Cette confidence la gêna ; elle n’aimait guère le fait que l’on puisse assez aisément rapprocher sa mère de sa tante quand bien même la comparaison serait fortuite.
La voyant troublée, il poursuivit :
— Je ne désirais pas vous froisser en vous disant cela mademoiselle, vous et votre sœur êtes très jolies.
— C’est bien aimable à vous, conclut-elle.

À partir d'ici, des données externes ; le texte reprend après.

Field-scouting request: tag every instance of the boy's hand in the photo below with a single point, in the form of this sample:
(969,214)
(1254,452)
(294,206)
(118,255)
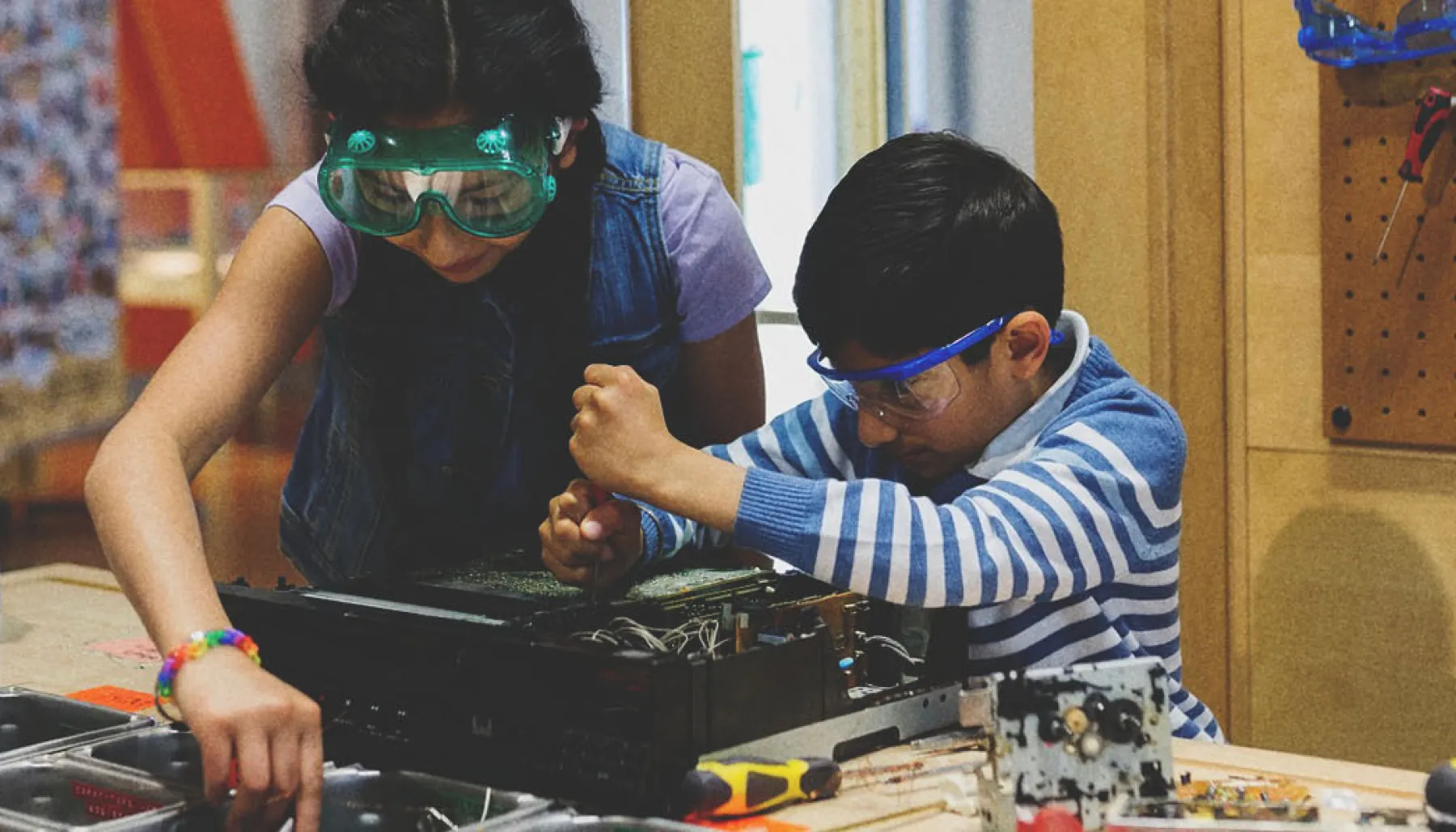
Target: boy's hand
(619,435)
(587,541)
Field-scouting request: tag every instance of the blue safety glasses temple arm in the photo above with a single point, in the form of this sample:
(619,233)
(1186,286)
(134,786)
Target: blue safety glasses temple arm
(912,367)
(1335,36)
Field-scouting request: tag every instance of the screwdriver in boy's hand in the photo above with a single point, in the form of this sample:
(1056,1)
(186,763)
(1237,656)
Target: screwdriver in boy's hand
(1426,131)
(599,496)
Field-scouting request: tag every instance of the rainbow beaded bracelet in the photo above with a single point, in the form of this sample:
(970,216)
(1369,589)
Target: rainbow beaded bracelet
(198,643)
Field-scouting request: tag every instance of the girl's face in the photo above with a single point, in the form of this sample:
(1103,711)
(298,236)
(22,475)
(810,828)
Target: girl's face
(453,254)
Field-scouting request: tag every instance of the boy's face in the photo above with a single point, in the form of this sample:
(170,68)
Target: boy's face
(992,395)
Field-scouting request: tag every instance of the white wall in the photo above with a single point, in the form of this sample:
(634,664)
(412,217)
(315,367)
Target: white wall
(1001,79)
(609,32)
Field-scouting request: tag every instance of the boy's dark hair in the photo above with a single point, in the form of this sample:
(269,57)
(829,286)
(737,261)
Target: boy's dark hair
(417,57)
(924,240)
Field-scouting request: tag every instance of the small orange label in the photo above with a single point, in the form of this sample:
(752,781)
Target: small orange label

Elle paya et réceptionna la robe. Après l’avoir salué, elle tourna les talons et sortit. En rentrant, elle posa le paquet sur son lit où Prune, allongé de tout son saoul, soupirait d’aise. En hâte, elle coucha sur papiers ces révélations et entreprit de feuilleter les registres aux dates approximatives au vu des indications présentes sur la photo, lui faisant gagner un temps précieux. Ainsi, elle put retrouver aisément les trois autres protagonistes mentionnés :
240 : Naissance de Heifir (shetland)
242 : Naissance de Suzanne (écureuil)
265 : Naissance de Honoré (chat)
Autre information essentielle, et pour le moins extraordinaire, elle remarqua que cet Heifir avait deux sœurs :
239 : Naissance Selki (phoque)
242 : Naissance d’Erevan (rorqual)
À la lecture du premier nom, le cœur de Blanche s’accéléra, chamboulée d’apprendre que le phoque blanc était possiblement leur grande tante ou leur grand-mère. Mais ce qu’il y avait de plus troublant encore était que nuls aïeux du côté de Heifir n’étaient mentionnés. Il était donc impossible, du moins avec ce registre, de trouver qui était le père de cette fratrie, le compagnon de la Shaman Medreva, ni même qui était ce fameux H tant énigmatique. Le seul point avéré était qu’il soit noréen au vu des prénoms si caractéristiques des noréens natifs donnés aux enfants et de l’absence de nom de famille.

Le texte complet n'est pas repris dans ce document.